In the bioethics context, considerations of the autonomy of the patient and fiduciary obligation of the practitioner are paramount. These should not be brushed aside. In my view, autonomy and fiduciary obligation do not conflict with a broadly pro-experimental transhumanist stance, one that encourages a regulatory apparatus which recognizes that a potential, immortal or abstract self is non-identical with an actual self, meaning a self that is approximately the sum of its social relations (as Marx argues in the sixth of his Theses on Feuerbach). We ought not to let metaphysical fictions impose restrictions on our ability to responsibly experiment with life, including human life. Of paramount importance in, say, bringing gene-edited human embryos to term—in addition to the autonomy and full prior and informed consent of the parent(s)—would be the ability of the gene-edited person to live a satisfying existence, as well as the community’s positive response in integrating said person. The ethical relation travels in two directions, from individual to community and back again. This in fact strengthens and is strengthened by a certain robust core of liberal bioethics, consisting of the principles of autonomy and fiduciary obligation. Moreover, this conception of community naturally includes the international and scientific community, which—as we have seen—appears increasingly to be entering into conflict with both capitalist globalization and the liberal democratic consensus.
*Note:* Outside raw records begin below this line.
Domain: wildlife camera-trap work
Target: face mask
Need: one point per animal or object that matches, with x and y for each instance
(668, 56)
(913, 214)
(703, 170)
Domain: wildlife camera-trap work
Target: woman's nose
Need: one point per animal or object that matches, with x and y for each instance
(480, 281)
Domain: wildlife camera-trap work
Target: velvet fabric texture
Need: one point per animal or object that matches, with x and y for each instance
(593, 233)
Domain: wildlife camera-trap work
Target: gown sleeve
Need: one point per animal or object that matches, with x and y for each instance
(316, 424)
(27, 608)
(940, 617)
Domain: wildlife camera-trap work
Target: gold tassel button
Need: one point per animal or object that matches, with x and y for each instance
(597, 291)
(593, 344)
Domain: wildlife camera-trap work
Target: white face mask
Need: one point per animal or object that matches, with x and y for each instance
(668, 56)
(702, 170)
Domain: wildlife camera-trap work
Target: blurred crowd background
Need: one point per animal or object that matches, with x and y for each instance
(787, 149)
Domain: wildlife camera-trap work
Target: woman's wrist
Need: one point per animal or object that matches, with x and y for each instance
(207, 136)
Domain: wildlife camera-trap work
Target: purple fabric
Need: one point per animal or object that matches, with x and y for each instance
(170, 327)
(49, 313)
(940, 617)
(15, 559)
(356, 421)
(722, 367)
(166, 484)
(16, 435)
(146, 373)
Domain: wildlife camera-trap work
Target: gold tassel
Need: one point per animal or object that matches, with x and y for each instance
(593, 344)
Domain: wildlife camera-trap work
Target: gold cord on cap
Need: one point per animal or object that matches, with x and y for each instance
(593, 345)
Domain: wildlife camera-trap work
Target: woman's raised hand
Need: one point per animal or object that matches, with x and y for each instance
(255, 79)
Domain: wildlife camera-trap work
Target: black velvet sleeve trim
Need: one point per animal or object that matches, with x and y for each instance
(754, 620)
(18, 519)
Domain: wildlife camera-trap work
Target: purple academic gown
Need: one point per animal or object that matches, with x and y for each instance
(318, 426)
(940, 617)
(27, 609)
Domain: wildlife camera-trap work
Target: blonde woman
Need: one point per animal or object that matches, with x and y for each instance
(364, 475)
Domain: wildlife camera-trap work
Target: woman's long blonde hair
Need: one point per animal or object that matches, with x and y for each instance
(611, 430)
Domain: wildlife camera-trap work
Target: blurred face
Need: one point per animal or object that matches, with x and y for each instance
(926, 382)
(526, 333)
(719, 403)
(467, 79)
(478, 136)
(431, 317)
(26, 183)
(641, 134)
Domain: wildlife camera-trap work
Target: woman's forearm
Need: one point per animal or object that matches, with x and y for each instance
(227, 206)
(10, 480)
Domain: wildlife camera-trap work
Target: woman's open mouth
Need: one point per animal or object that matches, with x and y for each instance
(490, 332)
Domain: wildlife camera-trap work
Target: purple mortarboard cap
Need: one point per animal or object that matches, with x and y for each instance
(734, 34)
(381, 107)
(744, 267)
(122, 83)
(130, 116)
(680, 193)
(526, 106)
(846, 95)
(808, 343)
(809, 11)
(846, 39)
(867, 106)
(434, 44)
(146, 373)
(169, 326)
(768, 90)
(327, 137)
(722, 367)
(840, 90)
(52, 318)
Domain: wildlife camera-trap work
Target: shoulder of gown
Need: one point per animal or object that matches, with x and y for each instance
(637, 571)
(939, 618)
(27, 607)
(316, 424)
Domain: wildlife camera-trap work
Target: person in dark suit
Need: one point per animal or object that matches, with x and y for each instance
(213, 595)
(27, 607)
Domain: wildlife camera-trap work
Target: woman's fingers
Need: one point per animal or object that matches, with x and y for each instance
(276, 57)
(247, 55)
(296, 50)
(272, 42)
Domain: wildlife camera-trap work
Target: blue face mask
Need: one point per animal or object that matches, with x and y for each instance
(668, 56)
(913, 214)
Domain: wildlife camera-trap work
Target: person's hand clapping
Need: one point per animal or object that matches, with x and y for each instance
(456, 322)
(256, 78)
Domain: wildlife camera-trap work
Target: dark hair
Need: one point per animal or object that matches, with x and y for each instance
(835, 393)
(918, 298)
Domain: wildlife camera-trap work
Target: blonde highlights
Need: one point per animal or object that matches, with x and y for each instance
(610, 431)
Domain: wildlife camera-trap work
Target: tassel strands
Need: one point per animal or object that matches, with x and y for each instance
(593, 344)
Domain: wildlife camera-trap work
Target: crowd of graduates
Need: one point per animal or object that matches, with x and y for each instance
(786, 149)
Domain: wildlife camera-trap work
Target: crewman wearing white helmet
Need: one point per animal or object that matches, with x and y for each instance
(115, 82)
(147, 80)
But left transhumanism is no bland parochial egalitarianism. Left transhumanism is radically committed to the flourishing of the individual and the community as a whole. The future need not be a monster, and we should not be afraid of affirming the future. The future only appears as a monster because the present is quickly spinning out of control, and the past is a rubble of tragedies. The future seems to want to gobble us up, because the capitalist mode of production reigns in the power of death over life, of the machinery of production over the body of the human person. Life can be affirmed only if this machinery is placed at life’s disposal, as death transforms from decay into generation when it gives form to new life.

Questions of which genetic enhancements we choose to advance, whether to rejoice in sophisticated immunizations and the eradication of heritable chronic conditions like Huntington’s and Tay-Sachs disease, whether to indulge in designer babies, or revel in the post-human aesthetic of transgenic body modifications—such choices are entirely secondary to the question of democratic control over the machinery of (re-)production, as are the questions of accountability in research practice and efficacy of ethical oversight. In my view, bioethics cannot responsibly situate itself outside of this ambit of material feminist and Marxist critique if it wishes to rise above the hypocrisy of the liberal democratic consensus under capitalism.

In affirming the future, in working towards the future by working on ourselves, in unshackling ourselves towards the future, Marx would say, humanity finds its Promethean ambition. My only doubt is whether the concept of the “human” will hold for very long in the context of a political community that is responsible towards life as a whole, having appropriated the living as its machinery and its mode of production.